Ishmael, Gedaliah’s assassin, ended up fleeing to Baalis’ kingdom. The day on which Gedaliah died—or, if he was killed on Rosh Hashanah, then the first non-festival day after his death—became a fast day so universally observed that a mere half century later, a different prophet, Zechariah ben Berechia, could refer vaguely to the “fast of the seventh month” as though it were completely obvious to what he was making reference. (It’s true Yom Kippur also falls during the seventh month, but the context makes it obvious that he is referring to the four days that, even by his early day, had come to commemorate the series of debacles that led to the destruction of Jerusalem: the fast of the tenth of Tevet commemorating the beginning of the siege, the fast of the seventeenth of Tammuz commemorating the breach of the city’s walls, the fast of the ninth of Av commemorating the fall of Jerusalem, and the fast of the seventh month of Tishrei commemorating the death of Gedaliah ben Achikam and with him whatever possibility might otherwise have existed for the surviving Jews of Judah to have ruled over at least some of their own affairs.) And we are still observing it, at least formally rededicating ourselves each year to the proposition that Gedaliah was more of a good man who paid an unwarranted price for his efforts on behalf of his people than he was a fool or a flunky.

I’ve been thinking about Gedaliah all week.
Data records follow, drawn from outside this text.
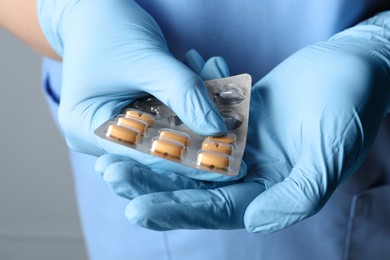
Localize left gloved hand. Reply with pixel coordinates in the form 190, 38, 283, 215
38, 0, 226, 159
96, 12, 390, 233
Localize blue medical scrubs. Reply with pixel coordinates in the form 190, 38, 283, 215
43, 0, 390, 260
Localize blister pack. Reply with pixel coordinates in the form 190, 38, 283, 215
95, 74, 252, 176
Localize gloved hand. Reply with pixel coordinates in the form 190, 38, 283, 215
96, 12, 390, 233
38, 0, 226, 156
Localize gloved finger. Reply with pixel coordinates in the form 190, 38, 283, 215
184, 49, 230, 80
146, 51, 226, 135
244, 152, 337, 233
95, 154, 235, 199
126, 182, 264, 230
200, 57, 230, 80
183, 49, 206, 75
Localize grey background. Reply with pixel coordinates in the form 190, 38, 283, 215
0, 29, 87, 260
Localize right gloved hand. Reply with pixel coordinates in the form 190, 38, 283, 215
38, 0, 226, 157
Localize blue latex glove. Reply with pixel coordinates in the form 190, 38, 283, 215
96, 12, 390, 233
38, 0, 226, 156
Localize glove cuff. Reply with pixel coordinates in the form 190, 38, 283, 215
37, 0, 80, 57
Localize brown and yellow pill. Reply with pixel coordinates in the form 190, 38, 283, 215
106, 124, 139, 144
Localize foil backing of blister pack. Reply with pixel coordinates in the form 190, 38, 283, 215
95, 74, 252, 176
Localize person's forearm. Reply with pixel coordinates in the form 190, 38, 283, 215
0, 0, 61, 60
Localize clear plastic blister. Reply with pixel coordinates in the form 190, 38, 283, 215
95, 74, 251, 176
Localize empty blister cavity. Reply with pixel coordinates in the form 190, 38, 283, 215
219, 109, 242, 130
159, 128, 190, 147
95, 74, 251, 181
106, 124, 140, 144
150, 137, 185, 158
205, 133, 236, 145
125, 109, 154, 127
214, 83, 245, 105
202, 141, 233, 155
196, 150, 230, 169
116, 116, 148, 135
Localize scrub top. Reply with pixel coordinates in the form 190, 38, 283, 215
43, 0, 390, 260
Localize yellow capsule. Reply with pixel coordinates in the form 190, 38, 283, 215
106, 124, 139, 144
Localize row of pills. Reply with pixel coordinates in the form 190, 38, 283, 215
106, 109, 236, 169
95, 74, 251, 181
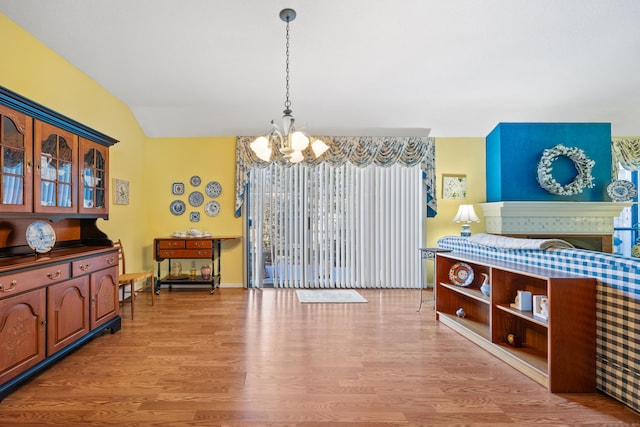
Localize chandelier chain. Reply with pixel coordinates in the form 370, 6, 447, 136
284, 18, 291, 110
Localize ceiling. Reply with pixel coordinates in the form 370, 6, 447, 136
0, 0, 640, 137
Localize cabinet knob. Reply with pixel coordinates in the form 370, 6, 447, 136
0, 280, 18, 292
47, 270, 62, 280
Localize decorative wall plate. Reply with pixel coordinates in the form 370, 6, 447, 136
189, 191, 204, 206
171, 182, 184, 196
26, 221, 56, 254
169, 200, 187, 215
449, 262, 473, 286
209, 200, 220, 216
607, 179, 638, 202
204, 181, 222, 199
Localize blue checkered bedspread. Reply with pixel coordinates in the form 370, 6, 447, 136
438, 236, 640, 412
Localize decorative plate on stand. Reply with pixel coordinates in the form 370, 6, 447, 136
209, 200, 220, 216
26, 221, 56, 254
169, 200, 187, 215
189, 191, 204, 207
607, 179, 638, 202
449, 262, 473, 286
204, 181, 222, 199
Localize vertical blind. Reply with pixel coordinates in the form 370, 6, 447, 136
248, 163, 425, 288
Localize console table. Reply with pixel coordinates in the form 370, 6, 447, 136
153, 237, 237, 294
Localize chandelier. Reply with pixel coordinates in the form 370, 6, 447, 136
249, 9, 329, 163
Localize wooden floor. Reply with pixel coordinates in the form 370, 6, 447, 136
0, 289, 640, 427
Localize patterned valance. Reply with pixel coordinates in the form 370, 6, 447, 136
611, 138, 640, 179
235, 136, 437, 217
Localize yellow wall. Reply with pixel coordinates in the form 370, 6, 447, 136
0, 14, 485, 285
0, 14, 150, 270
144, 137, 243, 286
426, 138, 487, 247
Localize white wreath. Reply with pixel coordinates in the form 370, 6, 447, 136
538, 144, 596, 196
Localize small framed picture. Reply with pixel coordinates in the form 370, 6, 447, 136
113, 179, 129, 205
442, 175, 467, 200
171, 182, 184, 195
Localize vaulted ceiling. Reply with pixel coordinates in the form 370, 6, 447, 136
0, 0, 640, 137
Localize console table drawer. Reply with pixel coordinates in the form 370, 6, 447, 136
158, 240, 185, 249
158, 249, 213, 259
0, 264, 69, 298
186, 239, 213, 249
71, 252, 118, 277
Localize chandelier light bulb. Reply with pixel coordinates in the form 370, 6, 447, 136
291, 131, 309, 151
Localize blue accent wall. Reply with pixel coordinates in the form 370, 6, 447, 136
486, 123, 611, 202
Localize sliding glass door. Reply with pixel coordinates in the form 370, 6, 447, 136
247, 163, 425, 288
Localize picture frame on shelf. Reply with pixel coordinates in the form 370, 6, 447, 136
533, 295, 549, 320
442, 174, 467, 200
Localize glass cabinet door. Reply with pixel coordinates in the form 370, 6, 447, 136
0, 106, 33, 212
34, 120, 78, 213
78, 138, 109, 213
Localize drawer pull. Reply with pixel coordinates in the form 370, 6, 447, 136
47, 270, 62, 280
0, 280, 18, 292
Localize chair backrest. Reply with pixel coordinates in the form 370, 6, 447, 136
113, 239, 127, 274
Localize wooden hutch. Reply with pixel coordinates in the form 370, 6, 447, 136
0, 87, 120, 400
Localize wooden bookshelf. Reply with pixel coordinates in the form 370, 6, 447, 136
435, 252, 596, 393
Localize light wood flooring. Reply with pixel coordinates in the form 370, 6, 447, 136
0, 288, 640, 427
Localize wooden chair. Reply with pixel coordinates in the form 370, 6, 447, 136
113, 239, 155, 320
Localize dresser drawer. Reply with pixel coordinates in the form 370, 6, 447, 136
71, 251, 118, 277
158, 249, 213, 259
0, 263, 69, 298
186, 239, 212, 249
158, 240, 184, 249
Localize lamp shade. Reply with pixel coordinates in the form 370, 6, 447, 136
453, 205, 480, 222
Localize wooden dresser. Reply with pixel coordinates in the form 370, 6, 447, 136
0, 87, 120, 400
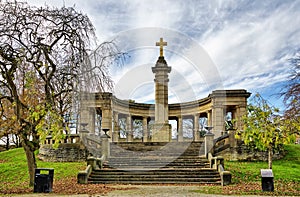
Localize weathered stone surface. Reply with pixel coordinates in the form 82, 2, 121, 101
38, 143, 88, 162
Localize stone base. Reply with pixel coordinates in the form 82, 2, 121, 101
152, 123, 172, 142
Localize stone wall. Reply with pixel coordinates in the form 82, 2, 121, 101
38, 143, 88, 162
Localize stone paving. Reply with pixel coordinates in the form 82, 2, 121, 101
8, 185, 282, 197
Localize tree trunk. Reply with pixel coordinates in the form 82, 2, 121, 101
22, 143, 37, 186
268, 148, 273, 169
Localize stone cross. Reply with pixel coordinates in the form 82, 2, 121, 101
156, 38, 167, 57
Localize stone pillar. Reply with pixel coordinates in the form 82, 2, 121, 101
235, 106, 247, 130
204, 132, 215, 156
112, 112, 120, 142
152, 55, 172, 142
193, 114, 200, 141
79, 107, 95, 133
212, 106, 225, 138
126, 115, 133, 142
101, 129, 110, 160
177, 116, 183, 142
207, 110, 212, 127
143, 117, 148, 142
102, 108, 112, 136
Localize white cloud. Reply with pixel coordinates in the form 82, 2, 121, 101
25, 0, 300, 107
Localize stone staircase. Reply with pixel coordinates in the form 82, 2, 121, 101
88, 142, 221, 184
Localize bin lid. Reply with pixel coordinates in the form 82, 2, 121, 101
260, 169, 274, 177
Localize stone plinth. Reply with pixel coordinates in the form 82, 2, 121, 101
152, 123, 172, 142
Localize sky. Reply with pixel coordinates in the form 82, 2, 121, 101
28, 0, 300, 108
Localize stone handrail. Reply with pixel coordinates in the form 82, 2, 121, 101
207, 153, 231, 186
45, 134, 80, 144
87, 155, 106, 170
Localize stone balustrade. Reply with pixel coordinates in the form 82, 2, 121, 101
44, 134, 80, 144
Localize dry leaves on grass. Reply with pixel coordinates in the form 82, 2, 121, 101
53, 178, 114, 194
0, 178, 128, 195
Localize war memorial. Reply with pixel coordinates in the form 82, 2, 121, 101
39, 38, 251, 185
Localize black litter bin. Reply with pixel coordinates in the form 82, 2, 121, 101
260, 169, 274, 192
33, 168, 54, 193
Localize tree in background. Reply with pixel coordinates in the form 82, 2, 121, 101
0, 1, 122, 185
281, 52, 300, 139
236, 93, 295, 169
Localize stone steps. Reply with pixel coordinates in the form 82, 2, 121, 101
88, 142, 221, 184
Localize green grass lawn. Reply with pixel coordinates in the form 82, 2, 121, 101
0, 145, 300, 195
197, 145, 300, 196
225, 145, 300, 183
0, 148, 86, 193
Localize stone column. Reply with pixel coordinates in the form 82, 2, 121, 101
152, 56, 172, 142
143, 117, 148, 142
212, 106, 225, 138
102, 108, 112, 136
193, 114, 200, 141
101, 129, 110, 160
204, 132, 215, 156
113, 112, 120, 142
235, 106, 247, 130
177, 116, 183, 142
79, 107, 95, 133
206, 110, 212, 127
126, 115, 133, 142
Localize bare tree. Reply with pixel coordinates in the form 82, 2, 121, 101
281, 52, 300, 119
0, 1, 121, 185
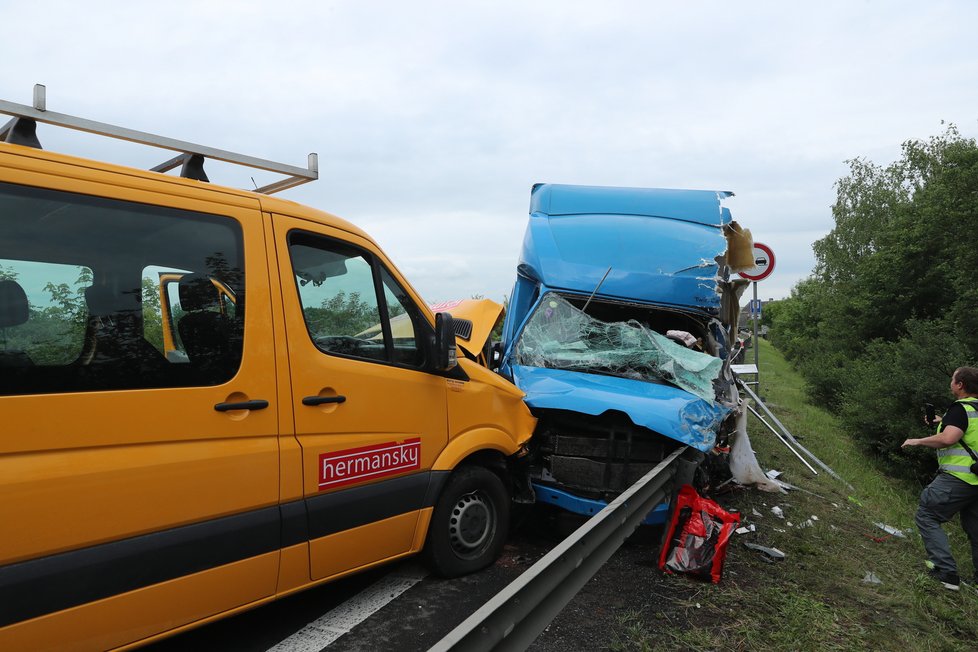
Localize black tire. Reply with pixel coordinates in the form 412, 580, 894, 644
423, 466, 510, 577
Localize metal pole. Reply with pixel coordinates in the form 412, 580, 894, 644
744, 401, 818, 475
751, 281, 761, 394
737, 378, 853, 489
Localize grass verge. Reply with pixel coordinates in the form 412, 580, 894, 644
609, 341, 978, 652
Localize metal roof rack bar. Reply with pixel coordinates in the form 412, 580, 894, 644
0, 84, 319, 194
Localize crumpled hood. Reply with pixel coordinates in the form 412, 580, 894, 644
519, 184, 732, 311
511, 365, 730, 452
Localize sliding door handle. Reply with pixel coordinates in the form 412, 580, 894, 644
214, 399, 268, 412
302, 396, 346, 405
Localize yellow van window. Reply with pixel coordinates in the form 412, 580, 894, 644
0, 259, 92, 367
289, 232, 423, 366
0, 184, 244, 395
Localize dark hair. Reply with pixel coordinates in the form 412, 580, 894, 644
951, 367, 978, 394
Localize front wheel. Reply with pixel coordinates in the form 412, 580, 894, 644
423, 466, 509, 577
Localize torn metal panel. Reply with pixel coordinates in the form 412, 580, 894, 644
512, 365, 730, 452
516, 184, 732, 317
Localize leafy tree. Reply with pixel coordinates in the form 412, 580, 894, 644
771, 126, 978, 475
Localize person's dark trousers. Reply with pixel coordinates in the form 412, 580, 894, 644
916, 473, 978, 576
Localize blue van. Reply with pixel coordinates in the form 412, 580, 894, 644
498, 184, 747, 523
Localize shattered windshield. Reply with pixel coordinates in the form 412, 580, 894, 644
514, 293, 723, 404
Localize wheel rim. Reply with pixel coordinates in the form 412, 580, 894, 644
448, 491, 496, 559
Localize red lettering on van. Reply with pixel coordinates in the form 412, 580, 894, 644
319, 438, 421, 491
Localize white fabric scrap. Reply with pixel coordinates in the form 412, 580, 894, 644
730, 408, 786, 493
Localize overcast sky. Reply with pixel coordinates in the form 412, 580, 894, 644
0, 0, 978, 302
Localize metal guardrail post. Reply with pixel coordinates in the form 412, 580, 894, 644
431, 446, 688, 652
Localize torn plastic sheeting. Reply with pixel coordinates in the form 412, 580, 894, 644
515, 294, 723, 404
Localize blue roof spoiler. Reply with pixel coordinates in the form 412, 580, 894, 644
530, 183, 733, 226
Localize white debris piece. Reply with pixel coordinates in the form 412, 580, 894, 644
873, 523, 907, 539
730, 405, 785, 493
863, 571, 883, 584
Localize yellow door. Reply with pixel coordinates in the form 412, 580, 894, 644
0, 171, 280, 650
273, 215, 447, 579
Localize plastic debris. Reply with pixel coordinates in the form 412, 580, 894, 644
873, 523, 907, 539
863, 571, 883, 584
744, 543, 785, 561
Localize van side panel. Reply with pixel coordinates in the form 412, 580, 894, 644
0, 153, 281, 649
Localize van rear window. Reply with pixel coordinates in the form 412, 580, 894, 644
0, 184, 245, 395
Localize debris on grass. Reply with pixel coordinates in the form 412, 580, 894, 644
744, 542, 785, 561
873, 523, 907, 539
863, 571, 883, 584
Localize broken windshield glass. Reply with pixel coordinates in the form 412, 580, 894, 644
514, 293, 723, 404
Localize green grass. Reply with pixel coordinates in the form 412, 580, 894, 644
609, 341, 978, 652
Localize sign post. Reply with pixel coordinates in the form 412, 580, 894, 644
740, 242, 774, 394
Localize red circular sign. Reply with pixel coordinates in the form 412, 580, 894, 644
739, 242, 774, 281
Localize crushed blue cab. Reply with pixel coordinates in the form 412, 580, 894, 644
533, 482, 669, 525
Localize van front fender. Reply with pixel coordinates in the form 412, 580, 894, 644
431, 428, 522, 471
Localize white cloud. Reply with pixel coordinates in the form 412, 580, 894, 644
0, 0, 978, 300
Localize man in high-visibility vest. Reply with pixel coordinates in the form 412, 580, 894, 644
902, 367, 978, 591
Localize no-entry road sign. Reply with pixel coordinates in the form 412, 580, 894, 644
740, 242, 774, 281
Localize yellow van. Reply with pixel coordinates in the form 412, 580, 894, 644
0, 89, 535, 650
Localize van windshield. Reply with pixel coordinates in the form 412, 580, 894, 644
514, 292, 723, 403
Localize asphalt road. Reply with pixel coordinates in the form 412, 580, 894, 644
145, 510, 579, 652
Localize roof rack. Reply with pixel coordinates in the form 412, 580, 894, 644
0, 84, 319, 195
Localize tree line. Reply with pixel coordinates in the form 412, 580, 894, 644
765, 125, 978, 479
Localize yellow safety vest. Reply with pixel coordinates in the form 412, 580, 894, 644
937, 398, 978, 485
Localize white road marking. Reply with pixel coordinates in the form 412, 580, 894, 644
268, 566, 427, 652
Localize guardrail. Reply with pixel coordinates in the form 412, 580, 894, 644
430, 446, 701, 652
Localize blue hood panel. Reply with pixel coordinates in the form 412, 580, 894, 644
511, 365, 730, 452
520, 184, 731, 310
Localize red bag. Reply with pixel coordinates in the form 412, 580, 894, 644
659, 484, 740, 584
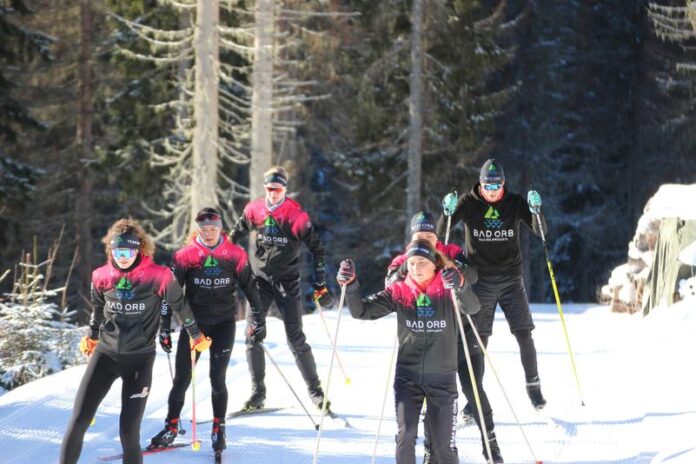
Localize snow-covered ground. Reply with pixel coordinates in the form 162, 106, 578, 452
0, 303, 696, 464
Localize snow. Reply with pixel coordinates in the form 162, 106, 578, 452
679, 241, 696, 266
0, 302, 696, 464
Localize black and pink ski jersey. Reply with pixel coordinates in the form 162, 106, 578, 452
232, 198, 326, 283
89, 256, 200, 355
172, 234, 261, 325
346, 271, 479, 383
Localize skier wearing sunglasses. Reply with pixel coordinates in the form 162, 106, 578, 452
437, 158, 546, 416
59, 219, 210, 464
232, 166, 332, 409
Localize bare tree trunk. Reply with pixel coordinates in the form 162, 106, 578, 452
191, 0, 220, 221
406, 0, 425, 237
74, 0, 94, 304
249, 0, 275, 198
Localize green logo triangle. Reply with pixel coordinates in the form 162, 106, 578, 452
416, 293, 432, 306
116, 277, 133, 290
483, 206, 500, 219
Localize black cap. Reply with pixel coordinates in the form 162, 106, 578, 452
196, 207, 222, 227
406, 240, 437, 264
109, 232, 140, 249
411, 211, 435, 234
479, 158, 505, 184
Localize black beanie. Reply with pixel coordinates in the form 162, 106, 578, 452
479, 158, 505, 184
411, 211, 435, 234
406, 240, 437, 264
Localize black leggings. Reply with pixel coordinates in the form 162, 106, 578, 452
167, 321, 236, 419
60, 347, 155, 464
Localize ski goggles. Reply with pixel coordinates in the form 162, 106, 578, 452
111, 248, 138, 259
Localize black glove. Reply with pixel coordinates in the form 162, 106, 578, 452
247, 322, 266, 343
160, 329, 172, 353
313, 282, 333, 308
442, 267, 464, 289
336, 258, 355, 285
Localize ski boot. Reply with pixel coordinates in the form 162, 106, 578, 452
483, 430, 505, 464
527, 376, 546, 410
459, 403, 475, 425
148, 417, 179, 449
210, 417, 227, 451
423, 442, 437, 464
309, 385, 331, 411
242, 382, 266, 410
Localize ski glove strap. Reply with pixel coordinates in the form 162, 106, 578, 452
442, 191, 457, 216
442, 267, 464, 289
160, 329, 172, 353
527, 190, 541, 214
336, 258, 355, 285
80, 335, 99, 356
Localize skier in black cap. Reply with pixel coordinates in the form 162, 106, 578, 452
438, 158, 546, 409
150, 207, 266, 453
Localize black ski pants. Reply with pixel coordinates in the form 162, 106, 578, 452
167, 321, 236, 419
60, 346, 155, 464
394, 370, 459, 464
246, 276, 319, 390
472, 274, 539, 382
423, 324, 495, 452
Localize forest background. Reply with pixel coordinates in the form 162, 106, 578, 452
0, 0, 696, 322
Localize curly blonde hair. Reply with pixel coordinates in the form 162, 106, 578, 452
102, 218, 155, 259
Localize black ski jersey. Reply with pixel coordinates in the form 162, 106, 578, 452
232, 198, 326, 283
89, 256, 200, 355
346, 271, 480, 383
437, 183, 546, 277
172, 235, 262, 325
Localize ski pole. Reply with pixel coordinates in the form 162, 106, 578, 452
450, 289, 493, 464
191, 348, 201, 451
372, 333, 399, 464
442, 190, 457, 245
312, 284, 346, 464
534, 213, 585, 406
466, 314, 542, 464
260, 342, 319, 430
314, 298, 350, 385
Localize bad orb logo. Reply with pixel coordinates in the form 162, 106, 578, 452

His issue, after all, is still on our table…and in a dozen different ways. Finding the precise boundary between compromise and self-defeating acquiescence is as hard now as it was then. When the enemy speaks the language only of brutality and terror, are attempts at compromise wise or foolish? Does it make sense to work towards finding a middle ground with people who show no signs of wishing to negotiate at all? Or is picking up your own big stick the only reasonable response to someone brandishing a big stick and threatening to hit you with it? As we move into the new year, these questions will be front and center as we consider how to deal with the threat of a nuclear Iran, how Israel can or should be expected to deal with enemies as implacable and as little given to compromise as Hizbollah in Lebanon or Hamas in Gaza, or how our government should respond to attacks on our troops by the Taliban in Afghanistan. Do we fast on the anniversary of Gedaliah’s murder specifically to remind us always to seek accommodation with our enemies, thus to create the framework for shared endeavor that could possibly lead to a lessening of hostility? Or do we fast on the anniversary of his assassination to remind us that accommodation is reasonable in defeat—the Babylonians had already completely devastated Judah when Gedaliah was appointed governor over the surviving few—but that victory is always preferable to compromise in the absence of defeat? These are the questions that tradition lays at our feet as a new year dawns and, as we at least nod in passing to Gedaliah’s death, that it invites us to ponder thoughtfully and carefully as we move forward into it.